The answer from Tauck: no.

A company representative told Shaich that it agrees to its rates at the beginning of the year when it sets rates for the following year’s tours. So it’s locked into that rate, regardless of the currency.

That seems fair to me. As long as Tauck would eat the loss if the currency tanked, I wouldn’t be able to argue for a $1,000 refund for Shaich.

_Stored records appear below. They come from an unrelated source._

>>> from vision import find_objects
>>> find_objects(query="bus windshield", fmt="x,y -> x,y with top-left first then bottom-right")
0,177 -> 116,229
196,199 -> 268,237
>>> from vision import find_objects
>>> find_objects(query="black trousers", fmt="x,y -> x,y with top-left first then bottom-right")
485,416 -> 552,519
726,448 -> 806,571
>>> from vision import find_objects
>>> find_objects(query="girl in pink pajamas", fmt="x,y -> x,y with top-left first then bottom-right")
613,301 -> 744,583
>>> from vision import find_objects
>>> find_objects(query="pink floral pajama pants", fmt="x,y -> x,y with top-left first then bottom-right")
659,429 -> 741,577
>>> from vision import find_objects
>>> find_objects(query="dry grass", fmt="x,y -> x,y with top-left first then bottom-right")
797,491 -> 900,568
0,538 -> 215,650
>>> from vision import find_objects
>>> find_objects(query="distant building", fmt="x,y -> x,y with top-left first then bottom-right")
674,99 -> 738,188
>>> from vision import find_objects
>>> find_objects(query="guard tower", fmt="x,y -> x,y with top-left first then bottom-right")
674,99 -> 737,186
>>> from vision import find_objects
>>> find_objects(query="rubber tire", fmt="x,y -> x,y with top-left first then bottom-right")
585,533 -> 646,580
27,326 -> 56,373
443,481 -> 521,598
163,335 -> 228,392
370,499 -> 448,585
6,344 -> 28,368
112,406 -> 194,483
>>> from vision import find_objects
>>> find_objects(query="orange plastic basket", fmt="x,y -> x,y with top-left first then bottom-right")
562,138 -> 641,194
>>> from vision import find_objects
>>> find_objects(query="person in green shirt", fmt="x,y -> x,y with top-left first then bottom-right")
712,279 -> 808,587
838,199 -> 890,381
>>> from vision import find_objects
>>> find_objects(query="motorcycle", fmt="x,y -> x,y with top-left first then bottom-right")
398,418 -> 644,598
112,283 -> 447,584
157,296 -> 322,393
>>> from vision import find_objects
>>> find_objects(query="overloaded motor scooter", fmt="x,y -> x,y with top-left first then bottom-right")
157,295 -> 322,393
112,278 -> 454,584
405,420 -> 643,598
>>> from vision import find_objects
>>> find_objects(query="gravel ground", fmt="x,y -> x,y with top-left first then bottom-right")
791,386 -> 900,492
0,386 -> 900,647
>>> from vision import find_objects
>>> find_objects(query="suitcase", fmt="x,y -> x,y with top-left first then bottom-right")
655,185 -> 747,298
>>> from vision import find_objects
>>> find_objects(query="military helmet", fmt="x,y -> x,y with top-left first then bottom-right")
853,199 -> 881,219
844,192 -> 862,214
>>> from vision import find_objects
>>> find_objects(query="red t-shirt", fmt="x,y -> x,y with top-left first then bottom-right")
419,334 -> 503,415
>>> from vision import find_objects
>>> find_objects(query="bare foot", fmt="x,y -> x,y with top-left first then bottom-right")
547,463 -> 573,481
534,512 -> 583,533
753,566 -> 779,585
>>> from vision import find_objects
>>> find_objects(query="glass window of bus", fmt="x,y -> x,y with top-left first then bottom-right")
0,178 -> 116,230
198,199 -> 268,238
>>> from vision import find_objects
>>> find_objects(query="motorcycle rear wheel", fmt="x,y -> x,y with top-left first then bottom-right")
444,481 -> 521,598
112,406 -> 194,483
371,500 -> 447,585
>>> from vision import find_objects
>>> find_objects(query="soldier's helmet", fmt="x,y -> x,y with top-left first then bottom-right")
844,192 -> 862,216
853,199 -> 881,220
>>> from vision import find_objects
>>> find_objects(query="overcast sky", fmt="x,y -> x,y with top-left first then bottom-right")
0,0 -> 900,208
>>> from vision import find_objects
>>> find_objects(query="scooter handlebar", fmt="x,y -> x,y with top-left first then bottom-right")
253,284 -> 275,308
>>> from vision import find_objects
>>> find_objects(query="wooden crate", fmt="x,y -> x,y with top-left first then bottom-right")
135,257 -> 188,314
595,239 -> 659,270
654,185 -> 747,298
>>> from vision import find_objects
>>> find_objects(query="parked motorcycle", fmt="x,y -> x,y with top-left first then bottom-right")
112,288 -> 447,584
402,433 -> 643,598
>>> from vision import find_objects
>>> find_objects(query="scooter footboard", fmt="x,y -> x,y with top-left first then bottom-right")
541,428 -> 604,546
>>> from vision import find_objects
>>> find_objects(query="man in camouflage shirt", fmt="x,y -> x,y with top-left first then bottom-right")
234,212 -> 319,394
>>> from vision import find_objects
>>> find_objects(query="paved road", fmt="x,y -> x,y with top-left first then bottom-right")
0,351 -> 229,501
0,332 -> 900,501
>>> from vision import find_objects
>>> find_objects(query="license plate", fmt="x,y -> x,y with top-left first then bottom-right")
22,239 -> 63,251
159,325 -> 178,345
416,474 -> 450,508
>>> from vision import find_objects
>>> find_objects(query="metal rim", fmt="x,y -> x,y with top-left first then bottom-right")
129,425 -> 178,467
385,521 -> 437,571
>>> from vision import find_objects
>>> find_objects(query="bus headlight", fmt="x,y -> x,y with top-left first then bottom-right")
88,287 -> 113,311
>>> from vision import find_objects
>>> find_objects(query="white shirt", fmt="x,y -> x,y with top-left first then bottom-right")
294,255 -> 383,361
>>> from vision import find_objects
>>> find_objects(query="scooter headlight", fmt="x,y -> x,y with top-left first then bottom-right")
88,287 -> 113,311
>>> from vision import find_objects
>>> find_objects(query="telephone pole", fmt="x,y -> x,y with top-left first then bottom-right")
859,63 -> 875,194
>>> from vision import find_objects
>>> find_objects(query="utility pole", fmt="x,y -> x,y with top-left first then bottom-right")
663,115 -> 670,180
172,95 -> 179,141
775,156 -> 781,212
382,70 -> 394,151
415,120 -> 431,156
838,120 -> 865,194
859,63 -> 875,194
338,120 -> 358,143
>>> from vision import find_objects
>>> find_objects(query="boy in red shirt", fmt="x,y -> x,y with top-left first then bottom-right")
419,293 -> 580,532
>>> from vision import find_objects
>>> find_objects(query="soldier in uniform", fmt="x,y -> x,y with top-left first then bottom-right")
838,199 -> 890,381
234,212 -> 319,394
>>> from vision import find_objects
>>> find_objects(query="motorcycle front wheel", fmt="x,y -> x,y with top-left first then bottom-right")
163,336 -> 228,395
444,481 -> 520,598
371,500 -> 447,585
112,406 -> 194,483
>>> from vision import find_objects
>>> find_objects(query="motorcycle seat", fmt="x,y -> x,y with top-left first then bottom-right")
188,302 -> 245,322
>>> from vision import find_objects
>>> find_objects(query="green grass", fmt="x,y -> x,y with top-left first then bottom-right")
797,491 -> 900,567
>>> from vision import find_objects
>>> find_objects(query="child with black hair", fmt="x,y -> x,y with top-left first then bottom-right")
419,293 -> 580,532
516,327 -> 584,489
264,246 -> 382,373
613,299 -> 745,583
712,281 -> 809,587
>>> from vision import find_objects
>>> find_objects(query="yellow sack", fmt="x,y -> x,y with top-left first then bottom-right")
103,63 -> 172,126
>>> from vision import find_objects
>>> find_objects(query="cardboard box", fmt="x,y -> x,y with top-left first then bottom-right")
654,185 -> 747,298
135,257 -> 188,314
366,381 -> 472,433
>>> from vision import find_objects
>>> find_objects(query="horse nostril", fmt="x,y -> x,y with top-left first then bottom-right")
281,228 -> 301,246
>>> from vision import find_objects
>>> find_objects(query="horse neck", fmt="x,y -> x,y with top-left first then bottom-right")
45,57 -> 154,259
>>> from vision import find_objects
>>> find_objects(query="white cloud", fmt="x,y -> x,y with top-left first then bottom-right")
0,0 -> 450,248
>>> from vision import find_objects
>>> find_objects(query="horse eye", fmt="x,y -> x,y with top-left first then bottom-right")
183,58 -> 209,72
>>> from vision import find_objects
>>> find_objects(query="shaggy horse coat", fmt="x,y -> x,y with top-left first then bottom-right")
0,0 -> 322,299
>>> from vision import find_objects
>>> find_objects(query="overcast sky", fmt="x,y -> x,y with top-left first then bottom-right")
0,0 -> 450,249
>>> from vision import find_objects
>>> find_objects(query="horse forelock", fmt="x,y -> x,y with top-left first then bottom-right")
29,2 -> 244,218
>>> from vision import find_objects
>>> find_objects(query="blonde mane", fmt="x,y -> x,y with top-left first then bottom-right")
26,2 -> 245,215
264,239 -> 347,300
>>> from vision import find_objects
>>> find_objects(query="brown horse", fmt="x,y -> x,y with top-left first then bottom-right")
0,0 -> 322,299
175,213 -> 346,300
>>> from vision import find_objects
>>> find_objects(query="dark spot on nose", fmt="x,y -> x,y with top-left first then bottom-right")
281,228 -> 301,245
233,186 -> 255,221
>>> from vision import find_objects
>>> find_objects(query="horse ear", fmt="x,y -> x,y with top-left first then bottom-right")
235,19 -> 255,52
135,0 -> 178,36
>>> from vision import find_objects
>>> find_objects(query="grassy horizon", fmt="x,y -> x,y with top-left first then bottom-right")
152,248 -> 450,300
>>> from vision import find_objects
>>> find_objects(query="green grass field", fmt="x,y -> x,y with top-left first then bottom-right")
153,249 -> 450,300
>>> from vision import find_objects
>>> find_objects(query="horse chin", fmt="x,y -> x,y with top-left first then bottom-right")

But this brings up an even more interesting question. With consumers having access to so much more information now — they’re able to follow even the smallest currency fluctuations online — are companies failing to adequately explain their business model? Or are they not interested in saying too much for fear their customers might be able to calculate their generous profit margins, and, potentially, leave in disgust?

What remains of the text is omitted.